È giunto il momento che i leader di diverse organizzazioni religiose, questi individui che affermano di essere cristiani, dimostrino ai loro membri che si prendono veramente cura di loro e che non sono solo interessati al loro contributo monetario. Le organizzazioni religiose i cui leader e ministri vivono nel lusso e nello sfarzo dovrebbero provvedere, almeno, ai bisogni fondamentali dei loro rispettivi membri. E dal momento che non pagano le tasse al governo, il minimo che possono fare è prendersi cura dei bisogni dei loro membri poveri , che siano di natura materiale o finanziaria.

Una cosa di cui sono veramente orgoglioso della nostra organizzazione religiosa, la Chiesa di Dio Internazionale, è che sebbene possiamo essere poveri e umili agli occhi degli altri, ci assicuriamo che nessuno dei nostri fratelli nella fede muoia di fame, elemosini per il cibo o lasciato a morire. I nostri collaboratori della chiesa sono stati incaricati di verificare il benessere dei nostri poveri fratelli e sorelle nei loro rispettivi luoghi di incarico e di fornire loro i propri bisogni essenziali come cibo e medicine.

Il mio punto è che, a modo nostro, possiamo alleviare il peso dei nostri compagni svantaggiati e possiamo essere compagni del governo nelle sue operazioni di soccorso.

Anche come semplici cittadini, possiamo contribuire a prevenire la diffusione di questo nuovo coronavirus nell’essere reattivi e conformi alle direttive dei funzionari governativi e degli esperti sanitari. Se ci dicono di stare a casa e di non girovagare, allora restiamo a casa. Se decidono di prolungare ulteriormente il periodo di quarantena, non opponiamoci. È per il nostro bene.

In realtà, l'idea di quarantena o autoisolamento ha una base biblica.

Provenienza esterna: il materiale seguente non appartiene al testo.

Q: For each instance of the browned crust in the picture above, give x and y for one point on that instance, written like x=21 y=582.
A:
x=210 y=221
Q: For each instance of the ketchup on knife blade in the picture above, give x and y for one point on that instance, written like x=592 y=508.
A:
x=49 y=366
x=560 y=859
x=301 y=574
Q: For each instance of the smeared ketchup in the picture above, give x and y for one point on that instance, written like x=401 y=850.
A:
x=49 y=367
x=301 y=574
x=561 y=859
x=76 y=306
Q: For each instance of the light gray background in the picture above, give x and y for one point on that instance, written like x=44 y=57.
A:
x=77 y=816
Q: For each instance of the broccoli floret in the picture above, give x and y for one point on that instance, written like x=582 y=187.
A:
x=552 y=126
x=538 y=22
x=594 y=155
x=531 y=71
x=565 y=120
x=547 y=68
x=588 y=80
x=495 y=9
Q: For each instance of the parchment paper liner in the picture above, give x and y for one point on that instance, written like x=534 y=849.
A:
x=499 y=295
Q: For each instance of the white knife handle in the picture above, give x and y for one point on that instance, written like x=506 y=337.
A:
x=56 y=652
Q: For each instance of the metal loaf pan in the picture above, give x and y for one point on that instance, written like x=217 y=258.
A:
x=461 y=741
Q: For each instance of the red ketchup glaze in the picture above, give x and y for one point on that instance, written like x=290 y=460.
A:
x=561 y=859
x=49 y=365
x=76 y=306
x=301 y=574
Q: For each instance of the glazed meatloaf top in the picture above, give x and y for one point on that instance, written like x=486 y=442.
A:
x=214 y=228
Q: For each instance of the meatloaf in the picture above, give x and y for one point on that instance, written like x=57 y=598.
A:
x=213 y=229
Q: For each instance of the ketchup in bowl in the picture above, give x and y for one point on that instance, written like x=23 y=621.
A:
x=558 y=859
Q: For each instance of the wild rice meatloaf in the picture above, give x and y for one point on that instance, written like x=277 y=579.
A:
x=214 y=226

Levitico 13:46 (IRL) dice:

Sarà impuro tutto il tempo che avrà la piaga; è impuro; se ne starà solo; abiterà fuori del campo.

Per impedire la diffusione della peste, agli israeliti fu comandato di "stare da soli".

In un altro libro, sono stati istruiti ad entrare nelle loro camere ed isolarsi fino alla scomparsa della peste.

Isaia 26:20 (IRL) dice:

Va', o mio popolo, entra nelle tue camere, chiudi le tue porte dietro a te; nasconditi per un istante, finché sia passata l'indignazione.

Possiamo dire che le misure imposte oggi dal governo e dalle autorità sanitarie non sono veramente nuove; sono vecchie quanto l'Antico Testamento.

In 2 Cronache 26:21 (IRL) dice:

Il re Uzzia fu lebbroso fino al giorno della sua morte e stette nell'infermeria come lebbroso, perché era escluso dalla casa dell'Eterno; e Jotham, suo figliuolo, era a capo della casa reale e rendea giustizia al popolo del paese.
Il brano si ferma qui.